L’esondazione dei fiumi Fortore, Carapelle, Candelaro e Saccione non ha provocato grossi problemi alla viabilità stradale e ferroviaria, né ad alcune masserie presenti nelle zone alluvionate. Ha causato però l’allagamento di alcuni terreni agricoli.
Lo comunica la Protezione civile regionale pugliese, assicurando che i livelli idrometrici di tutti i fiumi, ingrossati a causa delle forti piogge dei giorni scorsi, si stanno abbassando e stanno raggiungendo soglie non pericolose.

In particolare, la criticità che ha interessato nelle giornate di ieri e sabato (5 e 6 marzo) il fiume Fortore, la cui esondazione si è verificata ieri pomeriggio in località Arenaia, nel Comune di Serra Capriola (FG), rischiando di provocare problemi alla strada statale 16, la stazione di Ripalta ed alcune masserie della zona, ha allagato alcuni terreni agricoli a valle della statale 16.

Grazie alla diminuzione dell’intensità delle piogge e alla bassa marea, che ha consentito nella scorsa notte il deflusso a mare delle acque, i livelli idrometrici del Fortore si stanno gradatamente abbassando.

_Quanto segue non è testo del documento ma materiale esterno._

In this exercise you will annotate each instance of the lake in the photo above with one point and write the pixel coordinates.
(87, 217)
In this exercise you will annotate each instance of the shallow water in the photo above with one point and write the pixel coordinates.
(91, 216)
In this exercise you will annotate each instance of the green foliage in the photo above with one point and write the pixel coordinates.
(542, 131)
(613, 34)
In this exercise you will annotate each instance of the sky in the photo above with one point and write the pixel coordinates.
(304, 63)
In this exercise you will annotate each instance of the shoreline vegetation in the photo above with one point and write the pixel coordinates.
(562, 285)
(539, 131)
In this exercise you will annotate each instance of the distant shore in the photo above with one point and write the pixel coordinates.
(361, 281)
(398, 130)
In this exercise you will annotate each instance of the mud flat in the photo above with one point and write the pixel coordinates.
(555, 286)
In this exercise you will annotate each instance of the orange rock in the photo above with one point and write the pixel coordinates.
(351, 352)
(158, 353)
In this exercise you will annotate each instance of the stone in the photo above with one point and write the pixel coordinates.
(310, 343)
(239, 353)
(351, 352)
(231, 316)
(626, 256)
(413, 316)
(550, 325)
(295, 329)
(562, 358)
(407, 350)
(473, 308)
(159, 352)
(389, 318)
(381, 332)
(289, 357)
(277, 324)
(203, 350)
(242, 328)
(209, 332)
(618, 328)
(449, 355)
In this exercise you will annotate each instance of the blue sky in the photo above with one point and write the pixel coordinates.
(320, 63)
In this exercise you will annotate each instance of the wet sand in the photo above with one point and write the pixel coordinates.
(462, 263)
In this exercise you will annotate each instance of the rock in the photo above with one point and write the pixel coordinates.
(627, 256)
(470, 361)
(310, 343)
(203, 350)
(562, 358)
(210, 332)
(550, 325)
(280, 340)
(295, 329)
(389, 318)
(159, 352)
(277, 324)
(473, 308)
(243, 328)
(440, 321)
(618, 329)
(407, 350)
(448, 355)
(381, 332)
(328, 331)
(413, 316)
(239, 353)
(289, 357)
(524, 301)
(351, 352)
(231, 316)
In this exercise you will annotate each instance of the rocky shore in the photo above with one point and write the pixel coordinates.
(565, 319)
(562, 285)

In diminuzione anche i livelli della diga di Occhito e dei fiumi Ofanto (le cui aree di espansione si sono allagate), Carapelle (esondato sabato sera tra Ortona e Ortanova), Cervaro, Candelaro(la cui esondazione si è verificata sulla sp 141 all’altezza di una zona paludosa nella zona alla foce del fiume, nel comune di Manfredonia) e Saccione (esondato nella zona tra Serracapriola e Ururi –CB).

Al momento, sono al lavoro le squadre del Consorzio di Bonifica sugli argini del Candelaro, mentre l’attraversamento della strada SP 60 è stato chiuso poiché il nuovo ponte è ancora in fase di costruzione e la strada attraversa l’alveo del fiume attraverso un passaggio “provvisorio”.